Use accelerators for machine learning inference - Internet of Things (IoT) Lens

Use accelerators for machine learning inference

Performing Machine Learning (ML) inference on the IoT device can greatly reduce the amount of data transmitted to the cloud.  ML inference is a computationally intensive process which might not be energy optimal when run on a CPU without the right instruction set.  For ML applications, the use of a CPU with additional vector operations and specialized acceleration hardware can lower the energy consumption of IoT devices.

Inference-class devices can come in various forms such as GPUs (Graphics Processing Units), NPUs (Neural Processing Units), Digital Signal Processors (DSPs) and FPGA (Field-Programmable Gate Array) devices or CPUs with vector manipulation operators.

If there are no performance or latency constraints in the workload it might be preferable to run inference on standard MCU devices, for cost and energy savings. For further optimization, resources such as TinyEngine and other frameworks can be used to run machine learning models directly on the microcontroller.  

When lower latency than what is achievable by the MCUs is desired, specialized hardware accelerators for ML tasks, such as built-in Digital Signal Processors (DSPs) or ML accelerators, can provide efficient ML inferencing at the edge with lower power consumption.

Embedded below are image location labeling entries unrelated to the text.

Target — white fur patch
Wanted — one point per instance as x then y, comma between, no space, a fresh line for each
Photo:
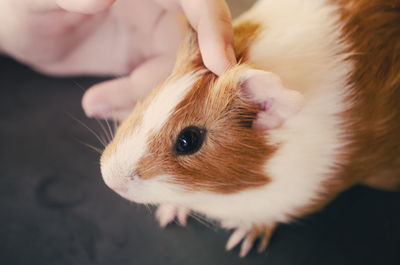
301,43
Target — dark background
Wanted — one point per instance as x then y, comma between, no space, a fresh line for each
56,210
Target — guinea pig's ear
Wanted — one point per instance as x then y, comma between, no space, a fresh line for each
189,56
276,103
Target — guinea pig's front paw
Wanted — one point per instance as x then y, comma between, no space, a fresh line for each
248,237
166,213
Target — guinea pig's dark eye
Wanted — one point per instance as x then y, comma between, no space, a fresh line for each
189,141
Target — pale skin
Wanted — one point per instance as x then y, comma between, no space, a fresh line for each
135,40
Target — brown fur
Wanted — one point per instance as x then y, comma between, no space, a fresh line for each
213,104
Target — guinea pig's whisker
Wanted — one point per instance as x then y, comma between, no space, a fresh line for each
110,130
106,132
97,150
202,220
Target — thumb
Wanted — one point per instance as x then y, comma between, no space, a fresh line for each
77,6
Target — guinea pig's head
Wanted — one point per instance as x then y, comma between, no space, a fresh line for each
198,133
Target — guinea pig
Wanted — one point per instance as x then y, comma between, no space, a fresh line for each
310,110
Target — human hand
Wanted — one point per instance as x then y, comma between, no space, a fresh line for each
135,37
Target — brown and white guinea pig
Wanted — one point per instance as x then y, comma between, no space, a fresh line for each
311,109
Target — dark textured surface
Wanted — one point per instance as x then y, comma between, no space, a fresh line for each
55,208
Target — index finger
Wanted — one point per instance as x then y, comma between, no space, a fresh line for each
213,23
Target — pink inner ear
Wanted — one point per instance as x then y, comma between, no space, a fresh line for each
276,103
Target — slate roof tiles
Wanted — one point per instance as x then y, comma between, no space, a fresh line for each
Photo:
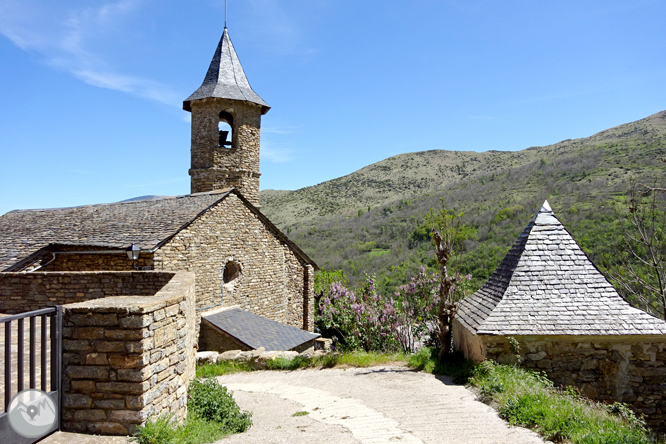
256,331
146,223
226,78
546,285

DSPs are designed to perform mathematical functions quickly without using the host MCU's clock cycles. They are more power efficient than an MCU. In a typical DSP-accelerated ML application, such as wake-word detection in a smart speaker, the DSP first processes an analog signal such as an audio or voice signal and then wakes up the host MCU from a deep-sleep mode via an interrupt. The processor can thus remain in a low-power mode while performing inference, and only wakes up when necessary for further processing or connection to the cloud.

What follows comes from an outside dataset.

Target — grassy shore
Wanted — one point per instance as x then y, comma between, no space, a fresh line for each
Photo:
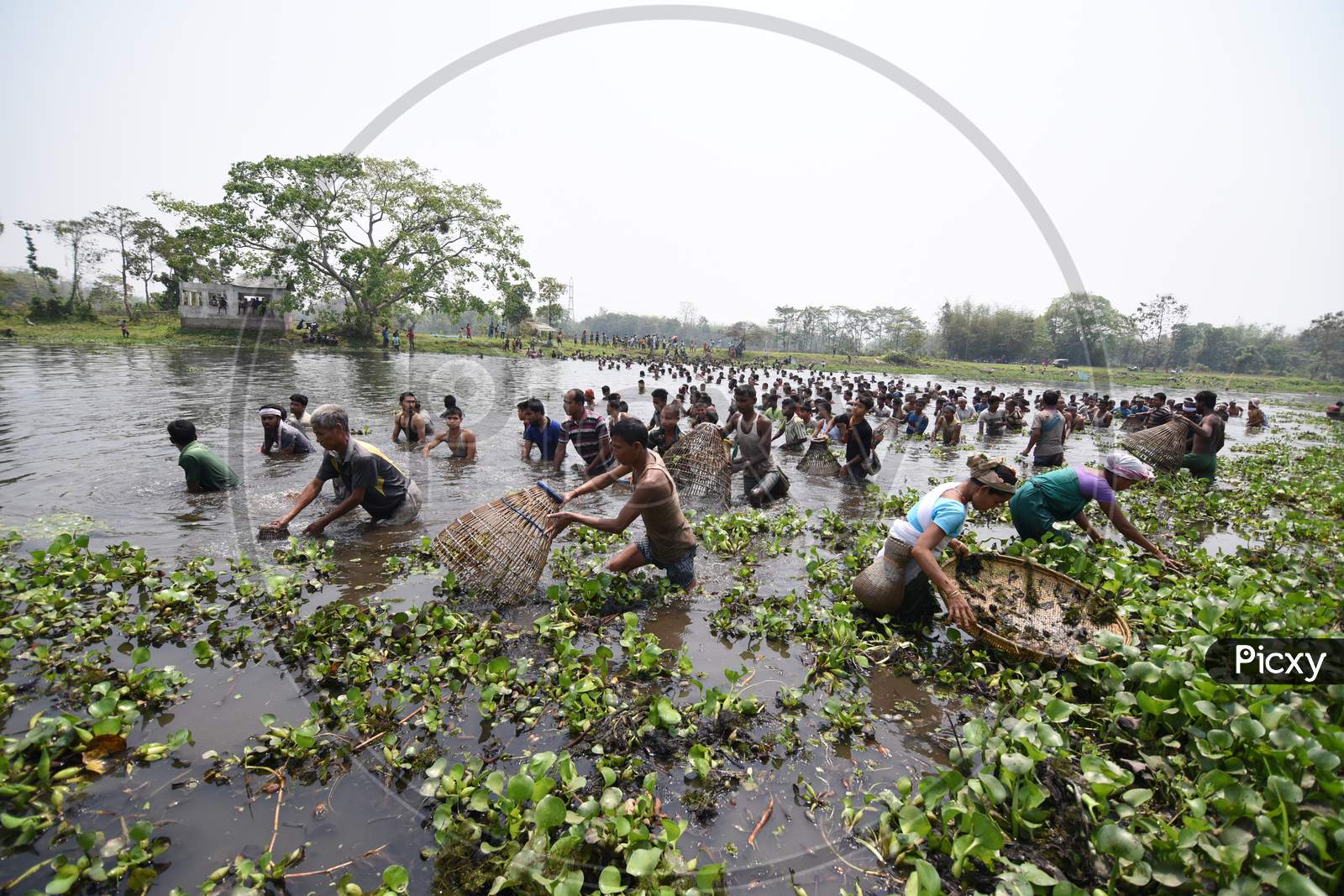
165,329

MPUs are suitable for edge ML applications that require higher processing capabilities, such as running more complex ML models or handling larger input datasets. MPUs may also have built-in hardware accelerators for ML tasks, such as Neural Processing Units (NPUs) which improves ML inferencing performance.

NPUs are optimized for artificial neural networks. If your application involves inference using deep neural networks, such as image recognition, natural language processing, or recommendation systems, an NPU can provide inference acceleration and an order of magnitude or more energy efficiency compared to general-purpose CPUs or GPUs. 

GPUs are specialized processors designed for graphics-intensive tasks, but can offer high performance for ML inference. If you are already using a deep learning framework or software that is optimized for GPUs, it may be more convenient to continue using GPUs. GPUs are not power efficient and should only be selected for the highest intensity workloads.